Chonlatid Suraswadi, chief of the forest department, said he will implement stronger measures to deal with illegal rubber tree planting in reserved forest zones by moving quickly to cut down those trees before planters get a chance to extract their milk.
The department will also work closely with locals to prevent such illicit activity by educating them on ways to identify and report offenders.
According to the department, nearly 700,000 rai of 32.45 million rai national reserved forest has been encroached upon and turned into illegal rubber tree plantations.
In Phitsanulok province alone, 158,615 rai of forest reserve has been turned into an illegal rubber tree plantation. It is considered to be the biggest illegal rubber plot in the northern provinces.
The department’s forest officials recently moved in to confiscate 113 rai in Kao Krayang National Reserved Forest in Nakhon Thai district, which officials say they have the authority to cut it down.
Cheevapab Cheevatham, chief of Payakprai, said the department has confiscated 23,173 rai from big investors in Phitsanulok province, with forest officials having so far cleared all rubber trees in 4,394 rai.

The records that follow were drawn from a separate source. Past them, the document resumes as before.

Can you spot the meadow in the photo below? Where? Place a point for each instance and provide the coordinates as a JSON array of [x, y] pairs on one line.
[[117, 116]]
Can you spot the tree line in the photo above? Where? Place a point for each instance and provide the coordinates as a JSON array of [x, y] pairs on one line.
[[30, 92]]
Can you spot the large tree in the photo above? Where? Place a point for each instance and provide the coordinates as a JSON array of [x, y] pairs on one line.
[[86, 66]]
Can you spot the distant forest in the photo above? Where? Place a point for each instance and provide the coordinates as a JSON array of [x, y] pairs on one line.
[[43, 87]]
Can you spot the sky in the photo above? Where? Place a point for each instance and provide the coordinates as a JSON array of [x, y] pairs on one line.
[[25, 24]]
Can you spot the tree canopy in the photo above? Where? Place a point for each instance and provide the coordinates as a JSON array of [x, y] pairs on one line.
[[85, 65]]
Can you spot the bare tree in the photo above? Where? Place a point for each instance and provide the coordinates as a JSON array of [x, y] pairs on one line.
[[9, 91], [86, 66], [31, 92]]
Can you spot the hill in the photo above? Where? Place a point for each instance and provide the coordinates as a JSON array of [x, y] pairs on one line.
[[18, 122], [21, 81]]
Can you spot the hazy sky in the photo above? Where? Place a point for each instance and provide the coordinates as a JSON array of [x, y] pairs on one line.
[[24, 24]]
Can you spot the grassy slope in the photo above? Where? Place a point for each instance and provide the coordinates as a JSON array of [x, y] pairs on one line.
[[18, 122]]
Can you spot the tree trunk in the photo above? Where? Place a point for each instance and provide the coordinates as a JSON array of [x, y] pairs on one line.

He said he would speed up the process to clear all the trees on the entire site as soon as possible and turn the area back into a fertile forest.
“To stop investors from reaping the benefits of illegal rubber trees, we must move quickly to clear all the trees. We will work with locals to prevent any further forest encroachment,” he said.
Forest encroachment for rubber plantations is still a challenging problem for the department and is mainly found in the northern and northeastern regions.
The department will confiscate such land from big investors — those who illegally plant rubber plants over an area of 25 rai or more — under the National Council for Peace and Order’s (NCPO) direction. The NCPO has ordered that forest officials take legal action against forest encroachment perpetrators.
Meanwhile, Asia’s top rubber producers will meet in Thailand next month to discuss ways of boosting prices. Rubber prices, which have suffered in recent years from oversupply, surged late last year after floods in key growing regions, but have since largely subsided.
Thailand, Indonesia and Malaysia together produce nearly 70% of the world’s natural rubber.